We need to define two tokenizers: 1 for the English (source) dataset and one for the Spanish (target) dataset

- But first we need to train them on the dataset we have

#### Start by generating a vocabulary for each language

In [9]:
# Use WordPiece to subword tokenize -> returns a vocabulary of subwords
def train_word_piece(text_samples, vocab_size, reserved_tokens):
    word_piece_ds = tf_data.Dataset.from_tensor_slices(text_samples)
    vocab = keras_nlp.tokenizers.compute_word_piece_vocabulary(
        word_piece_ds.batch(1000).prefetch(2),
        vocabulary_size=vocab_size,
    reserved_tokens=reserved_tokens,
    )
    return vocab

- [PAD] - Padding token
- [UNK] - Unknown token
- [START] - Token that marks the start of the input sequence
- [END] - Token that marks the end of the input sequence

In [10]:
# Reserve these tokens
reserved_tokens = ["[PAD]", "[UNK]", "[START]", "[END]"]

# Tokenize English samples
eng_samples = [text_pair[0] for text_pair in train_pairs]
eng_vocab = train_word_piece(eng_samples, ENG_VOCAB_SIZE, reserved_tokens)

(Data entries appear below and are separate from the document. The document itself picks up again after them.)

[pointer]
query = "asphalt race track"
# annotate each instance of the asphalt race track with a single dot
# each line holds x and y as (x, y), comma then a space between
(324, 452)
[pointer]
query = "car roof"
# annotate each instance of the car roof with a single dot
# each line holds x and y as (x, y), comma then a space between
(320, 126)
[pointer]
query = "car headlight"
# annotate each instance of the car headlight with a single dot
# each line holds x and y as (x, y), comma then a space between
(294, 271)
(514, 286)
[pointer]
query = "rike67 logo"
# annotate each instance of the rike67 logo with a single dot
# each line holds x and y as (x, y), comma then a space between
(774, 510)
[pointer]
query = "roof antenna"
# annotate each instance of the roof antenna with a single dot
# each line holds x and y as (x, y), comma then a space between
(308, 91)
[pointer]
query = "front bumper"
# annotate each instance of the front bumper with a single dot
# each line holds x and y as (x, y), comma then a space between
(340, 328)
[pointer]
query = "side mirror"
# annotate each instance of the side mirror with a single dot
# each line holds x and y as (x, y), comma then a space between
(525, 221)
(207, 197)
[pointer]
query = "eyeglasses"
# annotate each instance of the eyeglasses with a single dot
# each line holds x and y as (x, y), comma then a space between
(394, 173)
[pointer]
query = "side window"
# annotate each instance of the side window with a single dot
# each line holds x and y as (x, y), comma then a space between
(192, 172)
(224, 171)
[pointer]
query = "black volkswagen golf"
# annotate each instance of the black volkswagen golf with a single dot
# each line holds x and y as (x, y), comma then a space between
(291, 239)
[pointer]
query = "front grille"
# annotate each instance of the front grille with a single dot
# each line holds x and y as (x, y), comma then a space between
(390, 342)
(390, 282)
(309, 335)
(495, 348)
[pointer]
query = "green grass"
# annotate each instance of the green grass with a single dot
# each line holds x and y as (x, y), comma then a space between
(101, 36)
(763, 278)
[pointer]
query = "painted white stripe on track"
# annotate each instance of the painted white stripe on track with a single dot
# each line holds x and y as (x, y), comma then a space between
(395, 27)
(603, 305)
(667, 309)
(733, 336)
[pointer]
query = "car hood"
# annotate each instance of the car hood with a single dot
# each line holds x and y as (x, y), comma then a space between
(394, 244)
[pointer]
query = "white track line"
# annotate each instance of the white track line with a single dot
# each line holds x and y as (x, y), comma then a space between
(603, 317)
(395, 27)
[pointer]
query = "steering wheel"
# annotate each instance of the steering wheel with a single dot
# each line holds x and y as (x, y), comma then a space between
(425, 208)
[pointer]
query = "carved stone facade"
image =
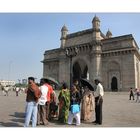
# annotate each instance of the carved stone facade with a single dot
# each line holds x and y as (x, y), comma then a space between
(115, 60)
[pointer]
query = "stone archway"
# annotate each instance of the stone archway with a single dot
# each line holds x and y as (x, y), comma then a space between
(114, 76)
(80, 70)
(114, 84)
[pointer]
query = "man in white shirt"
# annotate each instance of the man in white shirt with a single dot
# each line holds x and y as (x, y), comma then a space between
(99, 92)
(41, 118)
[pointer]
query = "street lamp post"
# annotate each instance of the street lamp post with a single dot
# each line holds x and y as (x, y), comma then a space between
(70, 54)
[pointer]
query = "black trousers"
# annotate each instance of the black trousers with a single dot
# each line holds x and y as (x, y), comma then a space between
(131, 95)
(98, 109)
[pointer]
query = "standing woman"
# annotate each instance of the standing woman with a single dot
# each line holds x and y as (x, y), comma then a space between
(99, 92)
(87, 105)
(75, 100)
(64, 103)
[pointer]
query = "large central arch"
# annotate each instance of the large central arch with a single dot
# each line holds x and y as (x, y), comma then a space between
(80, 70)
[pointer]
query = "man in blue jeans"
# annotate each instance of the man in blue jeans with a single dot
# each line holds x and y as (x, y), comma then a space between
(33, 94)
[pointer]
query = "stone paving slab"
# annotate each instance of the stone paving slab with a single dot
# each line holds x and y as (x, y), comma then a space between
(118, 111)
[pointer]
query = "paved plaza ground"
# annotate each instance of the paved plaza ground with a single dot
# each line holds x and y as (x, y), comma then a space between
(118, 111)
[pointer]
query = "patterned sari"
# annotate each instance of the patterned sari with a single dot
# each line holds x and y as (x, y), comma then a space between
(64, 103)
(87, 106)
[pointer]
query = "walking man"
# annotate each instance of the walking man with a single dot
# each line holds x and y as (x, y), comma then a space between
(99, 92)
(33, 94)
(41, 116)
(131, 94)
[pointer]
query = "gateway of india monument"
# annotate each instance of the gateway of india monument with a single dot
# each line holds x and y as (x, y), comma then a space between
(115, 60)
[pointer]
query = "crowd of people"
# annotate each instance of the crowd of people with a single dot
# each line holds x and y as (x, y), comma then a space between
(79, 104)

# Tokenize Spanish samples
spa_samples = [text_pair[1] for text_pair in train_pairs]
spa_vocab = train_word_piece(spa_samples, SPA_VOCAB_SIZE, reserved_tokens)

In [11]:
# View some tokens
print("English Tokens: ", eng_vocab[100:110])
print("Spanish Tokens: ", spa_vocab[100:110])

English Tokens:  ['him', 'there', 'they', 'go', 'her', 'has', 'will', 're', 'time', 'how']
Spanish Tokens:  ['para', 'mary', 'las', 'más', 'al', 'yo', 'tu', 'estoy', 'muy', 'eso']

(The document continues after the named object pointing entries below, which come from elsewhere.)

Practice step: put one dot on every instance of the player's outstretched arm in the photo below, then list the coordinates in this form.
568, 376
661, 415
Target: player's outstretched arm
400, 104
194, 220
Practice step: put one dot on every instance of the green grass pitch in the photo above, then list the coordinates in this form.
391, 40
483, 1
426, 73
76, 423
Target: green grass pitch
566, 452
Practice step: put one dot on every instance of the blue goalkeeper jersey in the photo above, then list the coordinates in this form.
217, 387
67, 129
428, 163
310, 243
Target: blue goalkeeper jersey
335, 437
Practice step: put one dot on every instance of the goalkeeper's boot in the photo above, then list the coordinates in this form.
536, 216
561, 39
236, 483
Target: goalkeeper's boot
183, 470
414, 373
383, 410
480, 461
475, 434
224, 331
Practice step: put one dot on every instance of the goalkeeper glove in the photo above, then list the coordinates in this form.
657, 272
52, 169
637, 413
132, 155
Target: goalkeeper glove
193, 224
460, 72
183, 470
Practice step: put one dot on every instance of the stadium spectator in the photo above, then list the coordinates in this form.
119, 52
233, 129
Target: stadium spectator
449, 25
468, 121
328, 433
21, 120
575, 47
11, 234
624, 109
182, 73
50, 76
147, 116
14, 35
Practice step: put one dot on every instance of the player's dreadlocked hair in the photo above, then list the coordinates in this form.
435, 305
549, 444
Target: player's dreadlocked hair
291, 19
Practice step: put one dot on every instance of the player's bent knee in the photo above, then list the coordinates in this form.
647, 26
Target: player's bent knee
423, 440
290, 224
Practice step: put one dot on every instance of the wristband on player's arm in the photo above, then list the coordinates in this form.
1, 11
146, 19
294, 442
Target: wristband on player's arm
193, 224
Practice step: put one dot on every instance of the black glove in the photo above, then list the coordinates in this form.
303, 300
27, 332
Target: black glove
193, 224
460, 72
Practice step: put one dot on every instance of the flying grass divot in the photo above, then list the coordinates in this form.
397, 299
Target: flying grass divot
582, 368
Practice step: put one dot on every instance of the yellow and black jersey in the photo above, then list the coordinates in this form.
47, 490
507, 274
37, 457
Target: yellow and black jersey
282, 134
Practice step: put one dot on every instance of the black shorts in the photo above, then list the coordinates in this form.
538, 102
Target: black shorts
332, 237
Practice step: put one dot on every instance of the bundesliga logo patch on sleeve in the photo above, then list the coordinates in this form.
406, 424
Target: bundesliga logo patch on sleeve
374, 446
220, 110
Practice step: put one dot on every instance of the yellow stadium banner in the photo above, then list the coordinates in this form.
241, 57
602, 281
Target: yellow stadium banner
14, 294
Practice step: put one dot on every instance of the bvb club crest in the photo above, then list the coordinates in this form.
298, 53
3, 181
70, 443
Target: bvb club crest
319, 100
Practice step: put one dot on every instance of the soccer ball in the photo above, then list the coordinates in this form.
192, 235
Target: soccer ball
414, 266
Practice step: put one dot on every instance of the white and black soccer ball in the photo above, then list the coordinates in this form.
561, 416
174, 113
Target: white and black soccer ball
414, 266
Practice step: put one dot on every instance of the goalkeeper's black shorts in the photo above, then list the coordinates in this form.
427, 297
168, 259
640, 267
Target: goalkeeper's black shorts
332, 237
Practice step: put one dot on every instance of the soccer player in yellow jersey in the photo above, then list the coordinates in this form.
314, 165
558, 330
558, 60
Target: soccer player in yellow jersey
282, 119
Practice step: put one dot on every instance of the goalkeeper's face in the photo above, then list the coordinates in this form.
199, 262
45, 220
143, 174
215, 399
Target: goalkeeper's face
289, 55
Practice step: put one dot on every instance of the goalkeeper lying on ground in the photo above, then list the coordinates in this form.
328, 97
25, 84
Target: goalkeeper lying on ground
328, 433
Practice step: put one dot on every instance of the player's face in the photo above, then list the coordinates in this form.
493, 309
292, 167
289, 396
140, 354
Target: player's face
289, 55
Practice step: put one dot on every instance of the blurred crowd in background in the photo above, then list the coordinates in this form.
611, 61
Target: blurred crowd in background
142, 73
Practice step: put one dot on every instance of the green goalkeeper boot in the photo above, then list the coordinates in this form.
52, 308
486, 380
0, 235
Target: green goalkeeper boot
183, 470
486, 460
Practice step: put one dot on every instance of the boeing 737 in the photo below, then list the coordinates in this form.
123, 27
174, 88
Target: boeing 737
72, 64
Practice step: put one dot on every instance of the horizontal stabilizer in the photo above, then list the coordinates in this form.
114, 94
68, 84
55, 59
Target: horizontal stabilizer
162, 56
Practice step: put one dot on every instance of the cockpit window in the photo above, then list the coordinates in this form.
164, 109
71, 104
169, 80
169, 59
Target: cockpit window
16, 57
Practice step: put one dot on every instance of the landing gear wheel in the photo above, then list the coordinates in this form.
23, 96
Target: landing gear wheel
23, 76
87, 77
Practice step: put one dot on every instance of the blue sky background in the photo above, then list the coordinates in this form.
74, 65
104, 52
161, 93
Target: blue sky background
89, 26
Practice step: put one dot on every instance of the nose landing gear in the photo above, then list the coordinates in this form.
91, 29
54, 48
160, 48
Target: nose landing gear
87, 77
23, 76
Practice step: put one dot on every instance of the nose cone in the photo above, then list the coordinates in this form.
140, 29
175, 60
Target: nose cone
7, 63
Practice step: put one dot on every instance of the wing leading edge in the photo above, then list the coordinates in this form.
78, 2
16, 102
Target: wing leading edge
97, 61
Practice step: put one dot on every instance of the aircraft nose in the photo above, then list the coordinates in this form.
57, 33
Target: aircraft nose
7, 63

#### Now create the tokenizers with the vocabularies we just made

In [12]:
# English tokenizer
eng_tokenizer = keras_nlp.tokenizers.WordPieceTokenizer(
    vocabulary=eng_vocab, lowercase=False
)

# Spanish tokenizer
spa_tokenizer = keras_nlp.tokenizers.WordPieceTokenizer(
    vocabulary=spa_vocab, lowercase=False
)

In [13]:
# Save tokenizers to file
# English
with open('tokenizer_engspa_eng.pickle', 'wb') as handle:
    pickle.dump(eng_tokenizer, handle, protocol=pickle.HIGHEST_PROTOCOL)
    
# Spanish
with open('tokenizer_engspa_spa.pickle', 'wb') as handle:
    pickle.dump(spa_tokenizer, handle, protocol=pickle.HIGHEST_PROTOCOL)

In [14]:
# Lets test the tokenizers on a sample
# English
eng_input_eg = text_pairs[0][0]
eng_tokens_eg = eng_tokenizer.tokenize(eng_input_eg)
print("English Sentence: ", eng_input_eg)
print("Tokens: ", eng_tokens_eg)
print("Recovered text after detokenizing: ",
     eng_tokenizer.detokenize(eng_tokens_eg))

print()
# Spanish
spa_input_eg = text_pairs[0][1]
spa_tokens_eg = spa_tokenizer.tokenize(spa_input_eg)
print("Spanish sentence: ", spa_input_eg)
print("Tokens: ", spa_tokens_eg)
print("Recovered text after detokenizing:",
     spa_tokenizer.detokenize(spa_tokens_eg))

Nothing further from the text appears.